Abstract. Recent hardware developments have touched almost all components of a computing system: the existence of many and potentially heterogeneous cores, the availability of volatile and non-volatile main memories with an ever growing capacity, and the emergence of economically affordable, high-speed/low-latency interconnects are only a few prominent examples. Every single development as well as their combination has a massive impact on the design of modern computing systems. However, it is still an open question, if, how, and at which level of detail, a database system has to explicitly be aware of those developments and exploit them using specifically designed algorithms and data structures. Within the talk I will try to give an answer to this question and argue for a clear roadmap of HW/SW-DB-CoDesign especially providing an outlook to upcoming technologies and discussion of their non-functional properties like energy-efficiency and resilience behavior.

Bio. Wolfgang Lehner is full professor and head of the database technology group at the TU Dresden, Germany.
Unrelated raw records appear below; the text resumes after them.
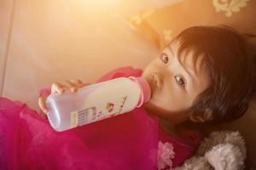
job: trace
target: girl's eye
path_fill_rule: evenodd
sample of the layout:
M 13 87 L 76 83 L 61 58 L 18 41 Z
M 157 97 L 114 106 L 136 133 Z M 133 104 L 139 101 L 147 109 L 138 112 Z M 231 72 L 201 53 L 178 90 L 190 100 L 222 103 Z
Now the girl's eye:
M 168 55 L 167 55 L 166 54 L 161 54 L 161 55 L 160 55 L 160 60 L 161 60 L 164 63 L 167 64 L 168 61 L 169 61 L 169 57 L 168 57 Z
M 182 75 L 174 76 L 176 82 L 182 88 L 185 88 L 185 79 Z

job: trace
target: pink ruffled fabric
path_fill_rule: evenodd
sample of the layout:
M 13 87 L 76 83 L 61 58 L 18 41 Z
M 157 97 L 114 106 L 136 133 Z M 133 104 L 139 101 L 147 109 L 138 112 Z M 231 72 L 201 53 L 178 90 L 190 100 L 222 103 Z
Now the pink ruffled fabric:
M 123 67 L 98 82 L 141 74 Z M 44 89 L 41 95 L 49 93 Z M 161 132 L 157 117 L 143 107 L 58 133 L 26 104 L 0 98 L 0 169 L 157 169 L 160 140 L 173 146 L 172 167 L 195 150 Z

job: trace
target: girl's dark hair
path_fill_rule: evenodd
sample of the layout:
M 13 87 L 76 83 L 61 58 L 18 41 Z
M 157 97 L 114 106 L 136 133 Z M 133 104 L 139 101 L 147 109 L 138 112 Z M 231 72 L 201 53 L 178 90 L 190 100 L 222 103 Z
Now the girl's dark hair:
M 179 42 L 178 55 L 193 49 L 195 56 L 205 56 L 211 85 L 190 108 L 200 116 L 211 112 L 214 121 L 241 116 L 255 97 L 256 48 L 247 38 L 226 26 L 194 26 L 183 31 L 173 40 Z

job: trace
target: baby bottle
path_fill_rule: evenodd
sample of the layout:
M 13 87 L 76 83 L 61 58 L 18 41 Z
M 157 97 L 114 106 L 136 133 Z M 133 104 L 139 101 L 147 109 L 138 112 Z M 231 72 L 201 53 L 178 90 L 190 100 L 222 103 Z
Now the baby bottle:
M 129 112 L 150 99 L 143 77 L 120 77 L 80 88 L 77 93 L 52 94 L 46 100 L 48 119 L 55 131 L 68 130 Z

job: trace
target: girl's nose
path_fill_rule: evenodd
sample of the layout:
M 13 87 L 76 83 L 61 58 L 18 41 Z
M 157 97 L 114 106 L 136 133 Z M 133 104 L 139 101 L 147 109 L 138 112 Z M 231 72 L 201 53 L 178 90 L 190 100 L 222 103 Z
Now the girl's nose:
M 157 87 L 159 87 L 159 88 L 162 87 L 163 80 L 162 80 L 162 76 L 160 76 L 160 73 L 154 72 L 151 75 L 151 76 Z

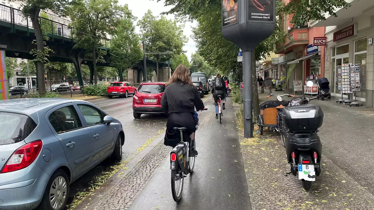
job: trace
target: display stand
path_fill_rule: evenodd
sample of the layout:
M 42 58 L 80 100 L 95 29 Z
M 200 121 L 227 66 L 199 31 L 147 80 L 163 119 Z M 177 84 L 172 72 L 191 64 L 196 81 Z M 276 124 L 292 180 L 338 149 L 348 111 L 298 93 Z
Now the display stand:
M 356 100 L 356 93 L 361 90 L 361 82 L 360 81 L 360 64 L 351 64 L 350 65 L 350 90 L 353 92 L 355 96 L 355 101 L 351 102 L 350 106 L 355 105 L 357 106 L 362 106 L 362 103 Z
M 344 99 L 343 99 L 343 91 L 342 90 L 342 87 L 341 84 L 341 66 L 337 66 L 336 67 L 337 71 L 338 72 L 338 90 L 341 90 L 341 98 L 339 99 L 336 102 L 338 102 L 340 104 L 344 103 Z

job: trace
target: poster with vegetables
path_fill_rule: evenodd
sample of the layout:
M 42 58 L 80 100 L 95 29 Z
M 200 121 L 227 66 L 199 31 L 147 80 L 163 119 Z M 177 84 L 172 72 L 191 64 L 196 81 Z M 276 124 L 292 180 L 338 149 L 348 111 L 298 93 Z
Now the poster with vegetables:
M 248 0 L 248 19 L 273 22 L 274 1 L 273 0 Z
M 238 17 L 239 0 L 221 0 L 222 1 L 222 26 L 236 23 Z

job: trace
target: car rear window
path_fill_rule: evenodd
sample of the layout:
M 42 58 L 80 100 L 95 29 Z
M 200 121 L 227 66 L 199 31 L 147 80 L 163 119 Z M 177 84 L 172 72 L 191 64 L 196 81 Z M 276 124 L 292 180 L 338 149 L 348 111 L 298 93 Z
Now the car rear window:
M 25 115 L 0 112 L 0 145 L 23 141 L 35 129 L 36 125 Z
M 120 86 L 123 86 L 123 83 L 112 83 L 110 84 L 109 86 L 110 87 L 119 87 Z
M 138 88 L 138 92 L 146 94 L 157 94 L 165 91 L 165 86 L 162 84 L 142 84 Z

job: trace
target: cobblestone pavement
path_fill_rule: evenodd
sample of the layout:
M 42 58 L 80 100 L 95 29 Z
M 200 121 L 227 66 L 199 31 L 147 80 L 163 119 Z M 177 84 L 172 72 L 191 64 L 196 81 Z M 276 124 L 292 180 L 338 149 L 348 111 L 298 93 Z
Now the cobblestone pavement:
M 240 133 L 240 132 L 239 132 Z M 252 210 L 374 209 L 374 196 L 327 158 L 307 191 L 289 171 L 279 135 L 242 138 L 240 146 Z
M 161 141 L 128 175 L 99 200 L 85 209 L 97 210 L 126 210 L 135 200 L 169 154 L 170 148 Z

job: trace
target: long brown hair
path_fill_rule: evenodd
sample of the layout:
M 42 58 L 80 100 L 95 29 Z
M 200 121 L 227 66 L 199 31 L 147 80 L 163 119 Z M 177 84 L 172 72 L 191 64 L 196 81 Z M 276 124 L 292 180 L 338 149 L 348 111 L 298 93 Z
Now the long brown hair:
M 177 81 L 181 81 L 184 83 L 187 83 L 193 86 L 192 82 L 190 77 L 190 70 L 187 67 L 181 64 L 175 68 L 173 75 L 169 79 L 169 81 L 165 83 L 168 85 Z

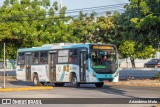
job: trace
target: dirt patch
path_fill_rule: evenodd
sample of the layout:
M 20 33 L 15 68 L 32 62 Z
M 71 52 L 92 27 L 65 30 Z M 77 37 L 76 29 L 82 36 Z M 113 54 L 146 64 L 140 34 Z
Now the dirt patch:
M 160 81 L 158 79 L 120 80 L 119 82 L 105 82 L 105 83 L 107 85 L 160 87 Z

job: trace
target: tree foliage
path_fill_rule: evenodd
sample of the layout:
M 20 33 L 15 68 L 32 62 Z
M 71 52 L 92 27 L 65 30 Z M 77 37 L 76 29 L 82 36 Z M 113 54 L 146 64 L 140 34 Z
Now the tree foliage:
M 0 49 L 15 59 L 20 47 L 59 42 L 115 44 L 122 57 L 153 57 L 160 42 L 160 0 L 130 0 L 124 13 L 79 13 L 66 16 L 67 7 L 50 0 L 5 0 L 0 7 Z M 107 11 L 107 10 L 106 10 Z M 3 51 L 0 51 L 3 58 Z

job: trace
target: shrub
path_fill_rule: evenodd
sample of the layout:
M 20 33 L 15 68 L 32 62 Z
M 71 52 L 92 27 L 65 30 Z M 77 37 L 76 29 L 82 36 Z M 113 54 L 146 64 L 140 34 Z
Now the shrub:
M 158 72 L 158 73 L 156 74 L 155 78 L 156 78 L 156 79 L 159 79 L 159 81 L 160 81 L 160 72 Z

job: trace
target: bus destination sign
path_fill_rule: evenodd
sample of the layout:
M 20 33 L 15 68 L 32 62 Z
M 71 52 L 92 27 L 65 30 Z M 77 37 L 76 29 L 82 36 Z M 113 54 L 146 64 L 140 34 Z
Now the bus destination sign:
M 112 46 L 95 45 L 95 46 L 92 46 L 92 49 L 113 49 L 113 47 Z

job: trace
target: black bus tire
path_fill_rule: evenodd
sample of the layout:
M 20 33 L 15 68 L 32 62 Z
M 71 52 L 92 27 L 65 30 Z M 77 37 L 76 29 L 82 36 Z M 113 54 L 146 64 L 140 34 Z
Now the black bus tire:
M 102 88 L 103 85 L 104 85 L 103 82 L 95 83 L 95 86 L 96 86 L 97 88 Z
M 75 74 L 72 75 L 71 83 L 72 83 L 72 86 L 75 88 L 78 88 L 80 86 L 80 83 L 78 83 L 77 77 Z
M 37 74 L 33 76 L 33 83 L 34 83 L 35 86 L 40 86 L 41 85 L 41 83 L 39 82 L 39 78 L 38 78 Z

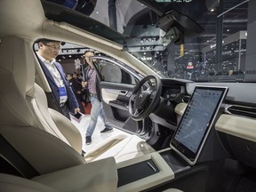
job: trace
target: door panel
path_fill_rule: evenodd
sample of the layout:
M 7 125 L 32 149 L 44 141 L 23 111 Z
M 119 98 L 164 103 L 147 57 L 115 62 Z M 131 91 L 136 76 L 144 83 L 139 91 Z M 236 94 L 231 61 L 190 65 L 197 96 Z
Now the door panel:
M 103 108 L 109 124 L 129 132 L 137 132 L 141 129 L 139 126 L 140 124 L 132 119 L 128 111 L 129 100 L 134 85 L 120 86 L 107 82 L 101 82 L 100 85 Z
M 94 59 L 98 73 L 103 77 L 100 81 L 102 104 L 109 124 L 130 133 L 140 132 L 142 124 L 130 117 L 128 105 L 132 88 L 141 76 L 111 58 L 95 56 Z

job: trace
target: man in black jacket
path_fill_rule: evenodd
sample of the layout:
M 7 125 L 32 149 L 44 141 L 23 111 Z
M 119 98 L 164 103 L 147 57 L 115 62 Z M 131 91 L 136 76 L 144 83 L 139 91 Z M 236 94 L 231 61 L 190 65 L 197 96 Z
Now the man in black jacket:
M 91 109 L 91 120 L 90 124 L 87 128 L 85 139 L 86 144 L 90 145 L 92 143 L 92 135 L 94 132 L 98 116 L 100 116 L 105 124 L 105 129 L 103 129 L 100 132 L 112 132 L 113 128 L 109 126 L 109 124 L 107 120 L 102 103 L 101 103 L 101 94 L 100 89 L 100 83 L 97 77 L 97 73 L 95 71 L 93 61 L 92 62 L 90 57 L 94 56 L 93 52 L 86 51 L 84 52 L 85 61 L 89 65 L 88 68 L 85 68 L 85 83 L 84 85 L 87 87 L 90 92 L 90 100 L 92 104 Z

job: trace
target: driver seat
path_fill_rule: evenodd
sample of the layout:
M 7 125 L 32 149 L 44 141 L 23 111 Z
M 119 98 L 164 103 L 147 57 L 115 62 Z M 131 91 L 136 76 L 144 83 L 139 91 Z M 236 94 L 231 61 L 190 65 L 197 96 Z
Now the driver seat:
M 32 42 L 4 36 L 0 43 L 0 133 L 4 140 L 36 167 L 39 174 L 84 164 L 79 130 L 60 113 L 48 108 L 44 90 L 35 83 L 35 66 L 39 64 L 33 54 Z M 137 136 L 110 137 L 85 159 L 96 161 L 116 156 L 118 162 L 154 151 L 140 141 Z M 49 156 L 44 155 L 45 151 Z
His research is dedicated to database system architecture specifically looking at crosscutting aspects from algorithms down to hardware-related aspects in main-memory centric settings. He is part of TU Dresden's excellence cluster with research topics in energy-aware scheduling, resilient data structures on unreliable hardware, and orchestration of wildly heterogeneous systems; he is also a principal investigator of Germany's national "Competence Center for Scalable Data Services and Solutions" (ScaDS); Wolfgang also maintains a close research relationship with the SAP HANA development team. He serves the community in many PCs, is an elected member of the VLDB Endowment, serves on the review board of the German Research Foundation (DFG), and is an appointed member of the Academy of Europe.